Réforme des retraites : les employeurs territoriaux très inquiets sur la retraite des agents
Quelques jours après l’annonce, par le gouvernement, de la décision de supprimer progressivement la « catégorie active » des fonctionnaires – qui ouvre le droit à un départ anticipé en retraite – les employeurs territoriaux se sont adressés aux ministres concernés, Olivier Dussopt et Laurent Pietraszewki, pour faire part de leurs inquiétudes.
Le 8 janvier, cette annonce avait provoqué la colère des organisations syndicales, qui avaient claqué la porte de la réunion (lire Maire info du 9 janvier). Olivier Dussopt avait annoncé que le nombre de fonctionnaires concernés par cette possibilité de départ anticipé allait passer de 900 000 à 300 000 – essentiellement des « métiers en uniforme » (policiers, pompiers, douaniers…).
Hier, le porte-parole de la coordination des employeurs publics territoriaux (1), Philippe Laurent, a adressé un courrier aux ministres pour leur faire part de la « réelle inquiétude » de ceux-ci « face à l’absence d’information précise et de considération des spécificités de la fonction publique territoriale » (FPT). Les employeurs veulent relayer les interrogations des agents, qui ignorent à ce jour à quelle sauce ils vont être mangés. L'envoi de ce courrier a été décidé lors d'une réunion de la coordination des employeurs territoriaux qui s'est tenue dès le 8 janvier après-midi.
Espérance de vie réduite
Trois interrogations sont soulevées par Philippe Laurent : d’abord, la prise en compte des droits acquis et des primes dans le calcul des futures pensions de retraites, une fois mis en place le système à points. Les futurs taux de cotisation, que ce soit du côté des agents ou du côté des employeurs, sont à ce jour inconnus.
Deuxièmement, les employeurs souhaitent attirer l’attention du gouvernement sur le fait que « plus de 75 % des agents territoriaux appartiennent à la catégorie C », avec de ce fait « des salaires modestes, des carrières lentes, des primes d’un montant très faible » – voire inexistantes. Ils rappellent que les femmes appartenant à cette catégorie occupent « très majoritairement » des emplois à temps partiel, ce qui implique des pensions de retraite « très faibles ».
Enfin, les employeurs rappellent que de très nombreux agents de la FPT sont concernés par la pénibilité. Entretien des routes ou des locaux, assainissement, animation, accueil de la petite enfance, aide à la personne, sont autant de métiers pénibles, avec des contraintes de charges lourdes, de proximité avec des produits dangereux, des horaires parfois atypiques, etc. « Les collectivités locales emploient de nombreux agents dont l’espérance de vie est réduite du fait de leur métier », rappelle Philippe Laurent, qui demande donc, au nom des employeurs territoriaux, que la pénibilité soit « traitée de manière spécifique, en tenant compte des agents reconnus inaptes qui bénéficient actuellement d’une retraite pour invalidité ». Les employeurs demandent donc instamment que soient connus « le périmètre choisi et les agents concernés par l’extinction progressive de la catégorie active et son remplacement par le compte professionnel de prévention ».

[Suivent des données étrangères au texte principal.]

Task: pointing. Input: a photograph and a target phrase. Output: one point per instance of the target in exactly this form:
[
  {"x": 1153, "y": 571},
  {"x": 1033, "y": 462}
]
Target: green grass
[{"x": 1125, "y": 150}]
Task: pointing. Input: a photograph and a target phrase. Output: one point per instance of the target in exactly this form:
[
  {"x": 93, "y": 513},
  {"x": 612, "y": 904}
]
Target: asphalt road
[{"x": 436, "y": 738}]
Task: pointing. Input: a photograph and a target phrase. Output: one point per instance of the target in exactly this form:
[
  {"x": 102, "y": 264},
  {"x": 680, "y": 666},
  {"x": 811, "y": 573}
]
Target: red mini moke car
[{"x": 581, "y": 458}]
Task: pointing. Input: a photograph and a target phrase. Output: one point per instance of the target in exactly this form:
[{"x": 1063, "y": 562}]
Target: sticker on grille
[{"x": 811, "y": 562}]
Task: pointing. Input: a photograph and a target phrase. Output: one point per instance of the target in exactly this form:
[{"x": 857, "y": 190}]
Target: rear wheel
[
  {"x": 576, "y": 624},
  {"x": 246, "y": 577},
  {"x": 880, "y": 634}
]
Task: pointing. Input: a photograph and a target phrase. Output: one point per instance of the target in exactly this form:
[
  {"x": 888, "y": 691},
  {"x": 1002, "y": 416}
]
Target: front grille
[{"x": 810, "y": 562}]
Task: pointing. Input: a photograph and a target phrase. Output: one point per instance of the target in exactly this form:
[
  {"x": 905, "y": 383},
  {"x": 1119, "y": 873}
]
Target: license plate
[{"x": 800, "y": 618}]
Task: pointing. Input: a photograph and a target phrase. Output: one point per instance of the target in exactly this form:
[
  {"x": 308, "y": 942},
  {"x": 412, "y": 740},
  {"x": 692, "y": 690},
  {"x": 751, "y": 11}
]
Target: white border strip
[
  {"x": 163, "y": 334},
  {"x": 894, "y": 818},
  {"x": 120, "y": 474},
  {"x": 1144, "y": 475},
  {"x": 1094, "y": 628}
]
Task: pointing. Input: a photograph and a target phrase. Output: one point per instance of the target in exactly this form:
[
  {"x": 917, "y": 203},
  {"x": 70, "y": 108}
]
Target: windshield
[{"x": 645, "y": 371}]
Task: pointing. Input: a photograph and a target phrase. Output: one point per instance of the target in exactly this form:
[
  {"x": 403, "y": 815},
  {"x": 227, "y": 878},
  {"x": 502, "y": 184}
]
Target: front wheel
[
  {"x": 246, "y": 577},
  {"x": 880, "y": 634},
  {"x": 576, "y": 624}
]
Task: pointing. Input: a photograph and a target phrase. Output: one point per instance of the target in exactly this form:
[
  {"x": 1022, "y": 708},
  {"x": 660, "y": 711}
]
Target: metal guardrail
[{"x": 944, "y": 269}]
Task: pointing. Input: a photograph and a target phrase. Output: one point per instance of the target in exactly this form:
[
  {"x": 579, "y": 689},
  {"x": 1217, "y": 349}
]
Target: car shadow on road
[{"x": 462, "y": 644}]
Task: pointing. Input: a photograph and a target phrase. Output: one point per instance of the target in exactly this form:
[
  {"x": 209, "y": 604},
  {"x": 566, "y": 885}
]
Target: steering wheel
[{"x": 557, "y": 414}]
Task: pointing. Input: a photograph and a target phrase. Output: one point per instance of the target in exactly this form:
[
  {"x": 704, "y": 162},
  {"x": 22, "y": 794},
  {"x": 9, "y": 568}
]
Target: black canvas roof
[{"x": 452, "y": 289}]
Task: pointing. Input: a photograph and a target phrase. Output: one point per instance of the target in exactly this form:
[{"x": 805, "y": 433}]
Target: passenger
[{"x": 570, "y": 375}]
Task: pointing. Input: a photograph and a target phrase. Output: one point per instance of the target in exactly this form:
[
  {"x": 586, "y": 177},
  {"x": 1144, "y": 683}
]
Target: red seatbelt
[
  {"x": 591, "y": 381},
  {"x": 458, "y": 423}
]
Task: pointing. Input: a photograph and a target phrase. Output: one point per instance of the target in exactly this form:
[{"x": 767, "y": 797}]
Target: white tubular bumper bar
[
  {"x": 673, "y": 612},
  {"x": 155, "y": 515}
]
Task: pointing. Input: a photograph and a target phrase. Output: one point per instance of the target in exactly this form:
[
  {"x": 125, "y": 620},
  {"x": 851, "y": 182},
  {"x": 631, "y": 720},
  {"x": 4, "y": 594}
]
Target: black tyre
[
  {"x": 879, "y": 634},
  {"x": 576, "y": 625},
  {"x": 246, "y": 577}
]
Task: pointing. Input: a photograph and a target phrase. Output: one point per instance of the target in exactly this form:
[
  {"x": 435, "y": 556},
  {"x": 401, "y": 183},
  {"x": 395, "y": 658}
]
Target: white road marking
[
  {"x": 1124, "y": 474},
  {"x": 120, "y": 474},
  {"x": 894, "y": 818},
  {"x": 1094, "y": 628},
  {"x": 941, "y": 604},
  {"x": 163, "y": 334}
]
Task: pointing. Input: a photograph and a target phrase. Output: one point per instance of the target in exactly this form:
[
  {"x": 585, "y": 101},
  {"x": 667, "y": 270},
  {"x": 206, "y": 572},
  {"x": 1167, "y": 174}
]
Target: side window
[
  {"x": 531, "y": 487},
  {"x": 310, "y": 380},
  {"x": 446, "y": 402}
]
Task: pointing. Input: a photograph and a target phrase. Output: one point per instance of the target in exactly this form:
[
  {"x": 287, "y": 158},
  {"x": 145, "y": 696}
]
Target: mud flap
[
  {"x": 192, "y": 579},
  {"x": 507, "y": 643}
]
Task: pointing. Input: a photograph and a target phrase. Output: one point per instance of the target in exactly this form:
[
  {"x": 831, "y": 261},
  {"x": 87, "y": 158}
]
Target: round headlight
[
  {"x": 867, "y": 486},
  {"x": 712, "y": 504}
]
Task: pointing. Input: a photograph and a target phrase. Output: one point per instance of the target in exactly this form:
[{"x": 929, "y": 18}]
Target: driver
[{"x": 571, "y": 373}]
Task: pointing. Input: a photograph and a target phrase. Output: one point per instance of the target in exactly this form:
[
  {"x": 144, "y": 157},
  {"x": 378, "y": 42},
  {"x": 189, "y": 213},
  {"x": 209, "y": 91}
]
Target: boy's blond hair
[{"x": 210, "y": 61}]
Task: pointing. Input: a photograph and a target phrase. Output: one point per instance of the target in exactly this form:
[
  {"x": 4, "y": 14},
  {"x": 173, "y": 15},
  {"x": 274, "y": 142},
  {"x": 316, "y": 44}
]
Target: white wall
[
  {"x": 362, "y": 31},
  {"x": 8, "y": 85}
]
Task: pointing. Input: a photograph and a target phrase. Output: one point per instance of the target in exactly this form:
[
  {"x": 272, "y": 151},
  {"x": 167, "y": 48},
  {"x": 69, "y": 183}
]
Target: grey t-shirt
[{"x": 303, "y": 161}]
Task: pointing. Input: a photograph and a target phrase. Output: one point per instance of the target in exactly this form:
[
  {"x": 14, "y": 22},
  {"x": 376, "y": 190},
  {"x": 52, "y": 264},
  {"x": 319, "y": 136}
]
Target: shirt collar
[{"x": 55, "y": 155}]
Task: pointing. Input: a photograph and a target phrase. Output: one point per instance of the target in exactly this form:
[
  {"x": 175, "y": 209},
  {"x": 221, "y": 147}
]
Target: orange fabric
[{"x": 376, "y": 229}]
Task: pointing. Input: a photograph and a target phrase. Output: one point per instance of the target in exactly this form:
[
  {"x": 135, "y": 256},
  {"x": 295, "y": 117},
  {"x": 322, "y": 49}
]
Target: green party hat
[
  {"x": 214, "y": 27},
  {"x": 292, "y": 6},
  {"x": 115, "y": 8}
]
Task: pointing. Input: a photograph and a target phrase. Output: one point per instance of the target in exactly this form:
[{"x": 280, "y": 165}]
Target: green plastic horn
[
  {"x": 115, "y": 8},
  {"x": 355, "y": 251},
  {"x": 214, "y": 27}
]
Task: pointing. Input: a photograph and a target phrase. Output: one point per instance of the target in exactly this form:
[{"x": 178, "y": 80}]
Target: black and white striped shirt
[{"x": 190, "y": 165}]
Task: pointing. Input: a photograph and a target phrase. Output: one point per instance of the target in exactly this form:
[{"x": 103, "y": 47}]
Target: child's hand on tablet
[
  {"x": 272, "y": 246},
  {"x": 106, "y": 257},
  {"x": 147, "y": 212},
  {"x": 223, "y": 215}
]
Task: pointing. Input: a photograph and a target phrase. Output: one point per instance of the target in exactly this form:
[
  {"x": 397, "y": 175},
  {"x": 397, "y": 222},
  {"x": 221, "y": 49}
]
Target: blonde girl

Par ailleurs, les employeurs demandent des précisions sur « la situation et le rôle de la CNRACL dans la gouvernance du futur régime universel ». Ils « s’interrogent » aussi sur « le devenir de l’ERAFP » (établissement de retraite additionnelle de la fonction publique) « et des réserves actuellement gérées paritairement par les organisations syndicales et les employeurs publics ». Ces réserves s’élèvent à plusieurs milliards d’euros.
Front unique
Les employeurs territoriaux déplorent un manque total de concertation : « Pas une seule fois ils n’ont été associés de près ou de loin à la concertation menée depuis de longs mois, malgré leurs demandes réitérées ». Ils estiment « légitime et opportun » d’être conviés à la « conférence de financement » dont le principe vient d’être arrêté par le Premier ministre. Autrement dit, les employeurs territoriaux demandent à être « enfin » considérés comme des employeurs à part entière. La proposition du gouvernement d’associer un unique membre du Conseil supérieur de la fonction publique (CCFP) aux concertations ne leur convient pas, « sachant que les trois fonctions publiques ont des situations très différentes ».
Il est notable que ces interrogations et prises de position des employeurs sont très proches de celles des organisations syndicales, ce qui n’est pas fréquent. Le gouvernement, sur ce sujet, va devoir faire face à un inhabituel front unique des employeurs et des syndicats.
F.L.
(1) AMF, ADF, Régions de France AdCF, France urbaine, Villes de France, APVF, AMRF, CNFPT, FNCDG et collège employeur du CSFPT.